Eupalaestrus campestratus sure makes a good beginner species as well. My female is as sweet as can be, rather timid even, but takes down feeders like a Gbb. I don't see them for sale much here either.

Reactions: Agree 1


----------



## gobey (Jan 27, 2017)

REEFSPIDER said:


> TRUE STORY
> i knew a kid in 5th grade whose Aunt had dropped his hamster and it parished consequently. I didnt even remember that until now. Lol. But i have also heard about them having a nasty bite for your average pet rodents.


Honestly a mouse or rat is better for handling. Especially a rat.

Reactions: Agree 9


----------



## REEFSPIDER (Jan 27, 2017)

Rats are cool

Reactions: Like 1 | Agree 6


----------



## Jeff23 (Jan 27, 2017)

gobey said:


> Honestly a mouse or rat is better for handling. Especially a rat.

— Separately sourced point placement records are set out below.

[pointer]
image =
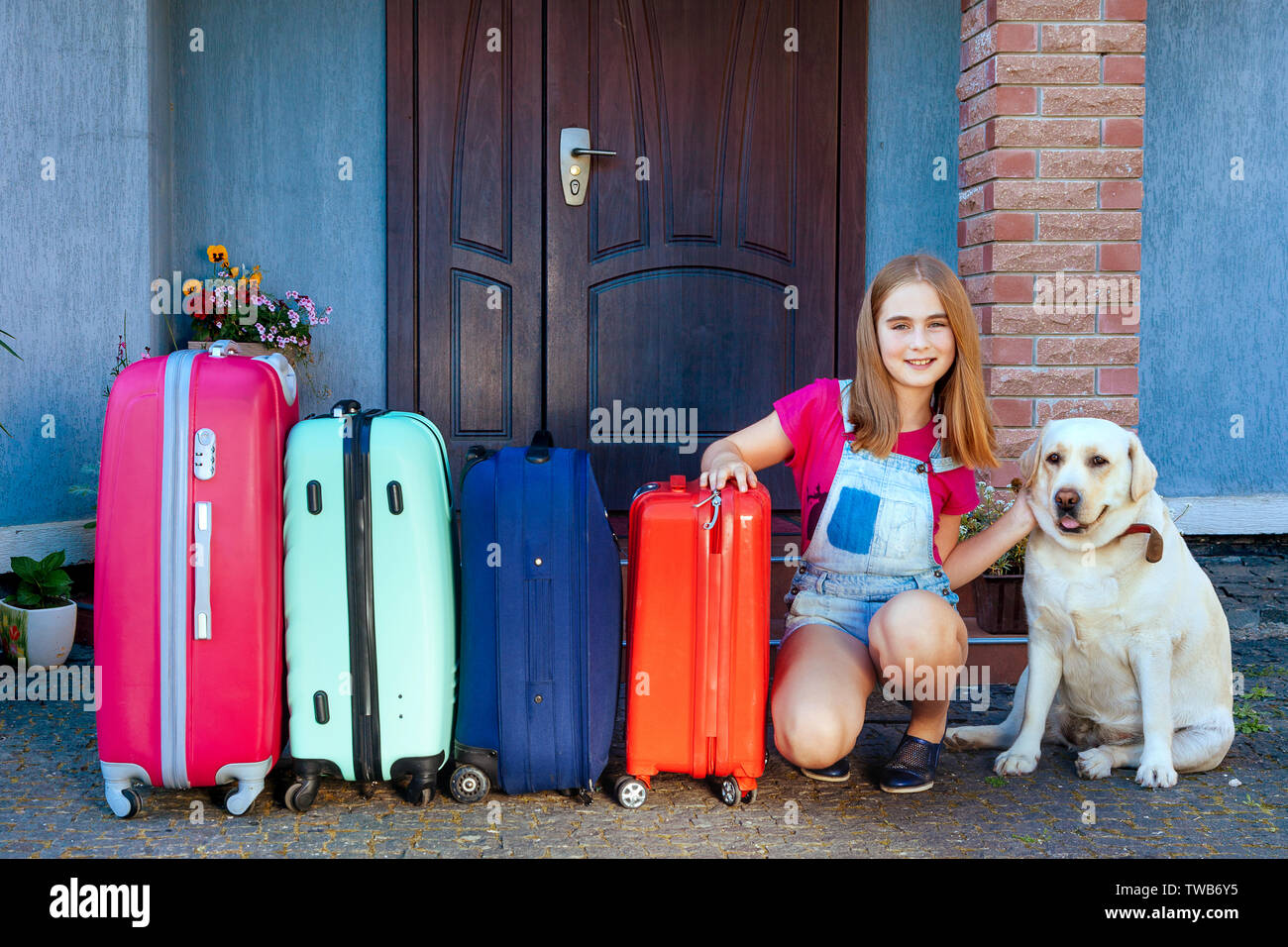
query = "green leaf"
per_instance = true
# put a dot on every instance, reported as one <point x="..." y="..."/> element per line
<point x="25" y="567"/>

This is true.  Rats and mice are communal animals while hamsters are solitary animals (like almost all tarantulas) that can't be kept together.  I had a hamster when I was a kid.  It bit the crap out of me multiple times.  Then one day it got out of its cage and chewed a hole in the guest bathroom door.  Needless to say there was nothing I could do to stop the one way ticket for that hamster to new owners.


----------



## Ungoliant (Jan 27, 2017)

gobey said:


> Honestly a mouse or rat is better for handling. Especially a rat.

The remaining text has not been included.